While \({\mathscr{P}}{\mathscr{T}}\)-symmetry has been studied in a variety of fields, its applications seem to focus on optics, after experimental achievements in \({\mathscr{P}}{\mathscr{T}}\)-symmetric optical waveguides21, 22, where the control of gain and loss is more widely adopted than in other fields. Recently, it has been reported that the band structure of 2D \({\mathscr{P}}{\mathscr{T}}\)-symmetric photonic crystals can be engineered by controlling gain and loss, as in our results for quasi-1D lattices28. Basically, the photonic band structure of \({\mathscr{P}}{\mathscr{T}}\)-symmetric photonic crystals corresponds to the band structure in tight-binding lattice models because of the mathematical analogy between the Helmholtz equation and the Schrödinger equation.
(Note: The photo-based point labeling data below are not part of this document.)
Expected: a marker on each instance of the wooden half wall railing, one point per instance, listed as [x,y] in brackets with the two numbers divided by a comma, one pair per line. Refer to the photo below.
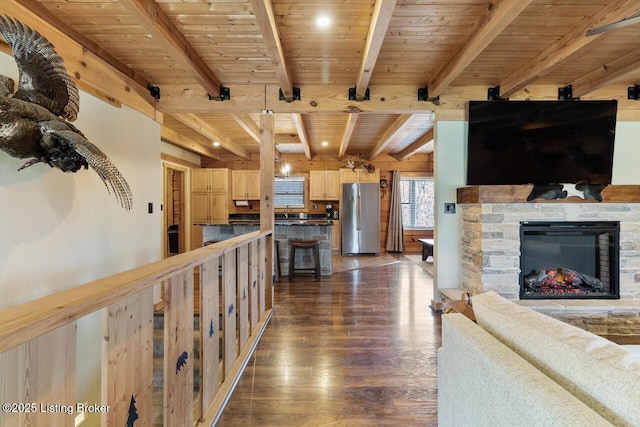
[230,308]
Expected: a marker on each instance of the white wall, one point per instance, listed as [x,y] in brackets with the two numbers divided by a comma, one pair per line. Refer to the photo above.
[626,153]
[449,165]
[59,230]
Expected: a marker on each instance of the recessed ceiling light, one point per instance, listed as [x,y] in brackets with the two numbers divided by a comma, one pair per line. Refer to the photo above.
[323,21]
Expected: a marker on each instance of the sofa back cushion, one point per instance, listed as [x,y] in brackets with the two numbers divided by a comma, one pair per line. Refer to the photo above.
[597,371]
[483,383]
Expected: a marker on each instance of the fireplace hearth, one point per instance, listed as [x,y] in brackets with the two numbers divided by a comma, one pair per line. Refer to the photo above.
[569,259]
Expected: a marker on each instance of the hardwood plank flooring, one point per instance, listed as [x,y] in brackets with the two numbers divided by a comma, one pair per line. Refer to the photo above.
[357,348]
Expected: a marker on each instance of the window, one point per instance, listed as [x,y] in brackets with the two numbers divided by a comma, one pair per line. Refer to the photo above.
[288,192]
[417,202]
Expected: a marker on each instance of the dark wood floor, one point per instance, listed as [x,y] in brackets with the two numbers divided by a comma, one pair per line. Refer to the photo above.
[357,348]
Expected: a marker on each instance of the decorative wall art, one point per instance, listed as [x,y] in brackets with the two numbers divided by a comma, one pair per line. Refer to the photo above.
[35,119]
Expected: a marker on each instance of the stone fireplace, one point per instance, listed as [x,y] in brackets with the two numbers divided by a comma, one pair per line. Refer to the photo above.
[491,234]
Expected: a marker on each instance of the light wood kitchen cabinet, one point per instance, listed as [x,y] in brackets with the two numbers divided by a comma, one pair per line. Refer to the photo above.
[336,237]
[359,175]
[196,236]
[245,185]
[210,208]
[324,185]
[210,180]
[209,200]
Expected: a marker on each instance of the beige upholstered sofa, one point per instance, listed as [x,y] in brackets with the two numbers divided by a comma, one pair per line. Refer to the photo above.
[517,367]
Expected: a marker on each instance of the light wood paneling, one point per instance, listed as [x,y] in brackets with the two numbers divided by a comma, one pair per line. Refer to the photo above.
[178,350]
[210,330]
[128,352]
[230,307]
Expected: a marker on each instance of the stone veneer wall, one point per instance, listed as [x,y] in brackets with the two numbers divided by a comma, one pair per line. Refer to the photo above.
[491,241]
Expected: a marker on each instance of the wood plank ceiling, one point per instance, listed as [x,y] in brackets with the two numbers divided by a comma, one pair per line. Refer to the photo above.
[265,50]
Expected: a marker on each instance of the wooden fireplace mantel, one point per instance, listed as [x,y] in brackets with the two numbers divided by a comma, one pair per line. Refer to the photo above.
[518,194]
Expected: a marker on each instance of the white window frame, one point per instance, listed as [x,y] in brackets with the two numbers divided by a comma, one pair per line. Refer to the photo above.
[298,204]
[418,178]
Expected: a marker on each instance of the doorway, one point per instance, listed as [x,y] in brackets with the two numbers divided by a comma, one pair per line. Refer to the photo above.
[175,210]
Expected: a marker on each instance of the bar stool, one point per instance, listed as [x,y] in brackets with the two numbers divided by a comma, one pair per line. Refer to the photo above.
[314,245]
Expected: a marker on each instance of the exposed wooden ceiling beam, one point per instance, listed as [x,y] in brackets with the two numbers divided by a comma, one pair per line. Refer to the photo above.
[392,131]
[250,99]
[137,83]
[499,15]
[247,123]
[346,135]
[302,133]
[153,18]
[263,10]
[607,74]
[573,41]
[334,99]
[93,73]
[382,13]
[414,146]
[175,138]
[206,130]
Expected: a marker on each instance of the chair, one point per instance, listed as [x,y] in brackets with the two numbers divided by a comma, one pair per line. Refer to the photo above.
[314,245]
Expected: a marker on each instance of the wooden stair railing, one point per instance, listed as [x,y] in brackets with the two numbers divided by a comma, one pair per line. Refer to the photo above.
[38,339]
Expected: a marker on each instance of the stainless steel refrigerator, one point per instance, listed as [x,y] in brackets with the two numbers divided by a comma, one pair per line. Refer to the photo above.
[360,216]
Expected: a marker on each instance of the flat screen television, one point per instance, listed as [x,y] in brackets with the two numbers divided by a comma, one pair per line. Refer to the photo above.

This analogy also gives the correspondence between the complex refractive index in an optical device and the complex potential in a lattice model.

In summary, a reconfiguration of quantum states in \({\mathscr{P}}{\mathscr{T}}\)-symmetric quasi-one-dimensional lattices has been demonstrated, where the quantum states can be controlled by balanced gain and loss. We have explored how the variations of quantum states originate in the transition from the unbroken to broken \({\mathscr{P}}{\mathscr{T}}\)-symmetric phase, via exceptional point. As a result, transmission probabilities in the \({\mathscr{P}}{\mathscr{T}}\)-symmetric system are only determined by bands with an unbroken phase. Conversely, in the case of a non-\({\mathscr{P}}{\mathscr{T}}\)-symmetric system with overall gain and loss, transmission probability is determined by the broken \({\mathscr{P}}{\mathscr{T}}\)-symmetric phase of corresponding \({\mathscr{P}}{\mathscr{T}}\)-symmetric systems with a shift in imaginary energy by the amount of overall gain and loss.